More often, Claire’s just jaded in her interactions. The film opens in a support group, where members share their thoughts on the suicide of Nina, one of their fellow members. When prodded for involvement, Claire’s response is supportive of Nina, which upsets the rest of the group. It’s supposed to be shocking, but it’s actually refreshing after hearing the comments of other group members, who either call Nina’s actions selfish to her husband and child or make her suicide about themselves. In the moment, Claire’s actions feel good. The problem is that the film doesn’t really give Claire a good foil, or make her supposedly crueler side all that cruel in the first place.
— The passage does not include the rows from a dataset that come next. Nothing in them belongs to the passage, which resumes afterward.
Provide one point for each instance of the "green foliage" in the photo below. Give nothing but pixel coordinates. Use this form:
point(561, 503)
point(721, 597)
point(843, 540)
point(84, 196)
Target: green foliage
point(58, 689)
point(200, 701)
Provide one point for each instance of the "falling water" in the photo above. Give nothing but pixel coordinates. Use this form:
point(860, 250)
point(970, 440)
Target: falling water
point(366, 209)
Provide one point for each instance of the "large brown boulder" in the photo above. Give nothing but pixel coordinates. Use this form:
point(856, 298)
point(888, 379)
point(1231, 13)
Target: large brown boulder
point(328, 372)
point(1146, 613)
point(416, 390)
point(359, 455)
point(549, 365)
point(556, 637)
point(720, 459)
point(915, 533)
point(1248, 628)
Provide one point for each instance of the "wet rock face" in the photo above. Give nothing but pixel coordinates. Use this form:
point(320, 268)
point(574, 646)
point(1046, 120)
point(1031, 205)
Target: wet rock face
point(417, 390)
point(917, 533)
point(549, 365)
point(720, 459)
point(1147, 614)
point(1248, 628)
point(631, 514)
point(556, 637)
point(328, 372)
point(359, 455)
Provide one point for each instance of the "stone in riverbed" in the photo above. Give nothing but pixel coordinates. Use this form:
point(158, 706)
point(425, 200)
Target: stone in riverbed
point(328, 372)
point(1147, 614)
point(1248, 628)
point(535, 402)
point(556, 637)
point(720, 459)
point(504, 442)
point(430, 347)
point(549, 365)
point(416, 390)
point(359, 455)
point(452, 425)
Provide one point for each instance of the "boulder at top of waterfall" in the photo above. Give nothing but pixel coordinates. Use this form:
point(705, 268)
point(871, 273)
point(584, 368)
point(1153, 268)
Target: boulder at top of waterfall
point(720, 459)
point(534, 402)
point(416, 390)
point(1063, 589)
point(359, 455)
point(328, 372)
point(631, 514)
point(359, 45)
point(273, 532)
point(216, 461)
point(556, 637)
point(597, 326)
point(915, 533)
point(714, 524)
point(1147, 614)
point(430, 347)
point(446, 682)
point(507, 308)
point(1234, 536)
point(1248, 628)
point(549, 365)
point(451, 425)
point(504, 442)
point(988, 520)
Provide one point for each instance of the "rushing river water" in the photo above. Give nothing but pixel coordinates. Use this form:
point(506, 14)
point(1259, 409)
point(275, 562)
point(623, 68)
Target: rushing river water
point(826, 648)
The thing is, the film does hint at some interesting directions it could go. At one point, Claire has Silvana drive her to Tijuana in search of drugs to feed her dependency. When trying to figure out how to get the drugs back across the border, the pharmacist notes, “You’re a rich white woman. Have you ever been caught at anything?” There’s a certain amount of privilege that Claire has, and as much as it exists in the background of the film, it would create a more interesting topic if brought to the foreground more often.
That the film is able to still work as much as it does is a credit to Jennifer Aniston. Maybe it’s because her most famous role is still a sitcom that started two decades ago, or because most of her roles for the last decade have been in unremarkable money-makers. Aniston digs into Cake in a way that she’s rarely done outside of The Good Girl and The Break-Up. Her campaign for an Oscar nomination may have been unsuccessful, but hopefully she’s received enough attention to start pushing for meatier roles. With a better-written role, she may be a contender in the future.